U.S.-North Korean talks could be held next week in New York on administration charges that Pyongyang has counterfeited U.S. dollars, allegations that have prompted the communist state to boycott nuclear disarmament negotiations, a State Department official said Thursday.

The official said Li Gun, head of the North American division of the North Korean Foreign Ministry, is likely to meet with State and Treasury Department officials on March 4 at Pyongyang's U.N. mission.

Last year, the U.S. slapped restrictions on a Macao bank and North Korean companies it said were involved in illicit activity, including counterfeiting, money laundering and funding weapons proliferation.

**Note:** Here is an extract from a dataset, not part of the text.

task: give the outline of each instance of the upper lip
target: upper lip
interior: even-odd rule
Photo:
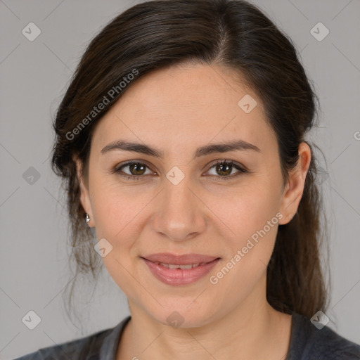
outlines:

North Korea reacted angrily to the sanctions. It has refused to continue participating in six-party discussions aimed at achieving nuclear disarmament on the Korea Peninsula.

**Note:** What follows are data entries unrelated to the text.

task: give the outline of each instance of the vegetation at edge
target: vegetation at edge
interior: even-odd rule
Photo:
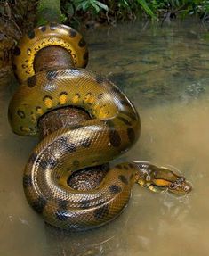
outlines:
[[[197,16],[204,21],[209,20],[209,0],[57,1],[60,1],[61,21],[74,27],[80,24],[87,27],[97,23],[115,24],[136,17],[164,21]],[[37,6],[36,0],[0,0],[0,19],[12,21],[20,27],[24,27],[24,23],[26,27],[31,27]]]

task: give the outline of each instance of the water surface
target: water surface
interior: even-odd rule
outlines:
[[[12,133],[9,75],[0,90],[0,255],[196,256],[209,252],[209,41],[195,21],[135,22],[88,31],[88,69],[106,75],[136,105],[140,140],[117,160],[150,161],[191,181],[189,196],[154,194],[135,185],[130,202],[100,229],[62,234],[28,206],[22,170],[37,140]]]

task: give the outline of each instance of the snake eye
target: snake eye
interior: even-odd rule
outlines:
[[[175,189],[175,188],[176,188],[176,184],[175,184],[174,182],[172,182],[172,183],[169,185],[168,188],[170,188],[170,189]]]
[[[185,182],[185,178],[184,177],[180,177],[179,178],[178,178],[178,180],[179,181],[181,181],[181,182]]]

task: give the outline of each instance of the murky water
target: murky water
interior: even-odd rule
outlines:
[[[120,161],[173,167],[192,182],[186,197],[134,186],[124,213],[100,229],[61,234],[28,205],[22,169],[37,140],[12,133],[0,89],[0,255],[208,255],[209,41],[189,21],[163,27],[134,23],[89,31],[89,69],[115,81],[137,106],[142,133]],[[7,84],[6,84],[7,83]]]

The State Department official who discussed the possibility of talks next week asked not to be identified because he was not authorized to speak on the record.

The prospect of a meeting was first reported Thursday in the South Korean press.

Six-party talks have been stalled since November. The United States is seeking the verifiable dismantling of North Korea's nuclear weapons in exchange for economic benefits from Washington and other countries involved in the disarmament negotiations.

The Bush administration has insisted there was no link between the sanctions and the six-party deliberations.

The administration offered months ago to brief the North Koreans on U.S. laws governing the decision to impose the sanctions. At the time, North Korea said it was not interested but the possibility of talks next week indicates that Pyongyang may have had a change of heart.

The State Department official declined to speculate on whether the New York talks, if they take place, could lead to a North Korean commitment to return to the six-party discussions.

Only rarely have North Korean officials traveled to the United States for official talks. There have been occasional U.S.-North Korean encounters in Beijing and other Asian venues in recent years.